The Sheffield Hallam MP told listeners on his Call Clegg phone-in programme that the public should not have to ‘pick up the tab’ if drunken people injure themselves through fights and accidents.
Mr Clegg said: “I’ve quite a lot of sympathy with the basic principle that says why should someone who goes out, gets blind drunk, behaves appallingly, gets themselves into trouble and a scrap - why should other people always have to pick up the tab to help them out?”
But Charlie Carruth, regional officer for trade union Unison, which represents thousands of health workers in the city, said the suggestion was ‘simply unworkable’.
Mr Carruth said: “A&E staff put up with quite unbelievable and frightening behaviour, especially at weekends, and such a suggestion will not reduce this but more likely increase it.
“Alcohol availability and pricing, and how it is marketed, should be where you change things.
“Where do you draw the line - if you are overdosing on drugs, do you ask them which debit or credit card they would prefer to pay on?
“The job of A&E staff is to treat people, not tell them if they aren’t willing to sign to say they will pay for treatment they will not be treated.
“It is simply unworkable and turns the NHS more into a business than a health service.”
He added: “Why draw the line at drink and drugs? Why not smoking, obesity and indeed people taking part in high-risk sporting activities?”
Sheffield Central MP Paul Blomfield said: “It’s not practical. How would it work? Will hospitals breathalyse people? What about innocent victims of violence who’ve had a few drinks? We should be careful about undermining the principle of an NHS free at the point of delivery.”
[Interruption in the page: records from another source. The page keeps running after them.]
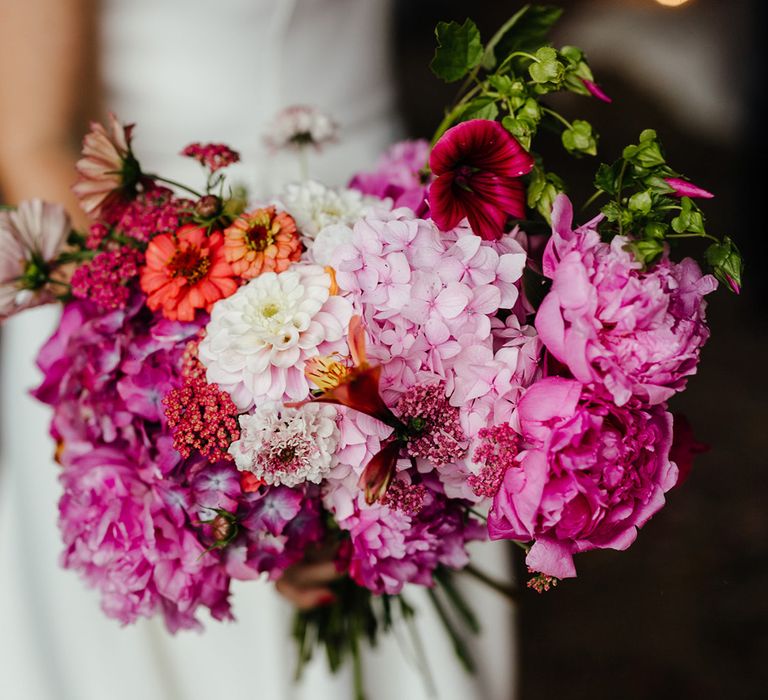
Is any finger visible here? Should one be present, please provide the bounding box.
[275,578,336,610]
[281,561,342,588]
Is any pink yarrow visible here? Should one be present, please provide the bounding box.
[163,377,240,462]
[397,382,467,466]
[467,423,520,498]
[72,246,144,310]
[181,143,240,173]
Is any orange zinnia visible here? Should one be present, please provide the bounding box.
[141,224,237,321]
[224,207,301,280]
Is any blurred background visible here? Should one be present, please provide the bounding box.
[395,0,768,700]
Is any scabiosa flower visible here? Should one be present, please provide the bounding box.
[181,143,240,173]
[72,113,142,219]
[264,105,338,151]
[229,403,339,486]
[488,377,678,578]
[224,207,301,279]
[200,263,352,410]
[396,382,467,467]
[536,195,717,405]
[0,199,70,321]
[429,119,534,240]
[71,246,144,310]
[163,377,240,462]
[141,224,237,321]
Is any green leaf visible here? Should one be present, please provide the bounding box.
[501,116,533,151]
[630,238,664,265]
[528,46,565,84]
[429,19,483,83]
[561,119,597,156]
[458,97,499,122]
[595,160,622,196]
[527,166,565,223]
[643,221,669,240]
[705,236,744,294]
[629,190,653,214]
[622,129,665,169]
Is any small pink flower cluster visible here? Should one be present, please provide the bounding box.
[467,423,520,498]
[71,246,144,310]
[396,382,467,467]
[181,143,240,173]
[163,377,240,462]
[103,185,193,243]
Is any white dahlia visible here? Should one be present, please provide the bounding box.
[199,263,352,410]
[279,180,384,247]
[229,402,339,486]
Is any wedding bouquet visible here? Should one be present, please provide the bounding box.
[0,7,741,696]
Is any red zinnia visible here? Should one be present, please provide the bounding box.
[141,224,237,321]
[429,119,533,241]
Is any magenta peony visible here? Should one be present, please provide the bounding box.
[429,119,533,241]
[536,195,717,405]
[488,377,678,578]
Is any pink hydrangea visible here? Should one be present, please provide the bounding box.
[349,140,432,216]
[488,377,678,578]
[536,195,717,405]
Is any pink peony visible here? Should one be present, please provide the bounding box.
[429,119,533,241]
[488,377,678,578]
[59,446,230,631]
[536,195,717,405]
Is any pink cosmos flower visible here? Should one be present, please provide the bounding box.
[429,119,533,240]
[536,195,717,405]
[72,112,141,219]
[0,199,70,322]
[664,177,715,199]
[488,377,678,578]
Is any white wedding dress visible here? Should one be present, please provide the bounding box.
[0,0,516,700]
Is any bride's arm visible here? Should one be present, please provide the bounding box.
[0,0,98,221]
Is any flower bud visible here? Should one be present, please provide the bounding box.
[195,194,221,219]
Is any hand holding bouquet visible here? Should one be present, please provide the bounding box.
[0,7,741,696]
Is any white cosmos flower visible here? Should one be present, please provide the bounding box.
[229,402,339,486]
[279,180,386,247]
[0,199,71,321]
[199,263,352,410]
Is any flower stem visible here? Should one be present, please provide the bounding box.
[541,107,573,129]
[463,564,519,604]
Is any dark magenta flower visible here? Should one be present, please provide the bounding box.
[429,119,533,241]
[664,177,715,199]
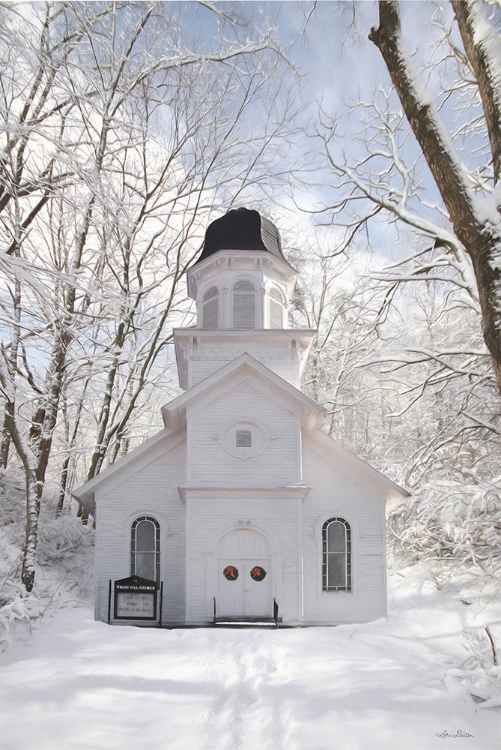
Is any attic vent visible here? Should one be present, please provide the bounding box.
[235,430,252,448]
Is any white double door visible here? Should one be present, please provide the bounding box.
[216,528,273,618]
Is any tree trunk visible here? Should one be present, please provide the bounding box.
[369,0,501,393]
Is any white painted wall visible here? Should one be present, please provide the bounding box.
[187,381,301,487]
[186,490,301,624]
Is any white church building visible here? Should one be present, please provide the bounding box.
[74,208,408,627]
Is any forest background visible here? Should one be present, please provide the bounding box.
[0,0,501,619]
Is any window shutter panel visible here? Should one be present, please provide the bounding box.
[233,281,256,328]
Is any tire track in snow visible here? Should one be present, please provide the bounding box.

Meanwhile Coun Jillian Creasy, a GP and Green Party member on Sheffield Council, said: “The NHS should be free at the point of need and it’s very worrying if a member of the Coalition is proposing any exceptions to this.”
And Coun Bryan Lodge, Sheffield Council cabinet member for finance, added: “Where do you draw the line - what about people playing sport, or drivers?”
Mr Clegg admitted it would be ‘tricky’ to implement fees but said it was not acceptable for the NHS to cover the cost.
It is estimated that around two million visits are made to A&E nationally because of alcohol-related injuries each year.